René Goscinny fut le chantre d’une BD ouverte à tous les vents, à tous les esprits, à toutes les possibilités. Catel et Anne Goscinny nous livre un roman graphique à sa mémoire. L’inspiration ne manquait pas à ce grand homme des lettres françaises, mais elle a clairement manqué à ses biographes et c’est bien dommage…

Le pitch

Raconter René Goscinny en bande dessinée. Et lui donner la parole, au fond, pour la première fois. Tel est le projet de cet  album exceptionnel. Un événement artistique. Et un livre de tendre amitié.
Catel, célèbre dessinatrice, travaille depuis quatre ans, avec l’appui et l’amitié d’Anne Goscinny, à ce «  Roman des Goscinny  » – un roman graphique où tout est vrai. 320 pages magnifiques, en  trichromie, où Catel nous raconte la vie de René Goscinny. Sa  naissance, dans le Paris des années 20, au cœur d’une famille juive, exilée de Pologne et d’Ukraine. Son père, chimiste, fils de rabbin. Sa mère, née en Ukraine, ayant fuit les progroms. Son grand-père, imprimeur de journaux yiddish. Son grand-frère moqueur, Claude. L’enfance en Argentine, bientôt. Et les passions de René  : le dessin, le rire,  puis  l’écriture.
Catel nous emmène dans un voyage familial marqué par l’histoire,  entre l’Amérique et l’Europe. Tandis que le jeune René cherche sa voie,  lui le «  paresseux contrarié  », une partie de la famille meurt dans les camps d’extermination. René part à New York, frappe à toutes les portes, dessine et vit dans la pauvreté avec sa mère. A Bruxelles puis à Paris, il trouvera peu à peu sa vocation  : non pas dessiner, mais écrire, scénario, sketchs, histoires. Goscinny crée, avec Uderzo, le personnage d’Astérix, qui devient très vite célèbre dans le monde entier  ; mais aussi   le Petit Nicolas  avec Sempé. Et il est le grand scénariste de Lucky Luke et de Iznogoud.
C’est aux portes du «  célèbre village gaulois  » que s’arrête le premier tome du «  Roman des Goscinny  »  : alternant avec force et tendresse des épisodes de la vie de «  René  »  ; et ceux racontés par sa fille Anne  à son amie – donnant une vérité, une drôlerie et une émotion à ce projet fondateur. 

Le livre

On avait apprécié de Catel : Kiki de Montparnasse, Olympe de Gouges, Joséphine Baker… 3 biographies dessinées de femmes admirables et dont le destin était à remettre en mémoire.
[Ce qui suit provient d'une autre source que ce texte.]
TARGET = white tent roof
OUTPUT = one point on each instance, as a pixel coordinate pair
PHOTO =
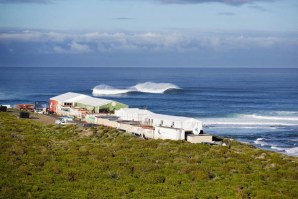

En s’attaquant à René Goscinny, génial inventeur de la BD française, Catel s’est égarée dans une amitié entamée avec Anne Goscinny, la fille (écrivain) du grand scénariste.

340 pages dont 200 consacrées à une jeunesse argentine et familiale qui nous ne éclaire pas véritablement sur le génie de l’artiste… un découpage en double narration avec les échanges Catel-Anne Goscinny qui frise un remplissage amical (frise allégrement remplaçable par constitue !)… et un sentiment de vide abyssal sur les ressorts d’un génie créatif créent une déception à la hauteur de l’attente.

Les collaborations (duos) sont esquissés, l’aventure Pilote banalisée et le rôle de manageur et découvreur de talents oublié… on reste sur sa faim et on le regrette vivement. Il y aurait un Tome 2 en prévision, doit-on être impatient ou inquiet? La question restera posée.

À rapprocher malgré tout des trésors cachés…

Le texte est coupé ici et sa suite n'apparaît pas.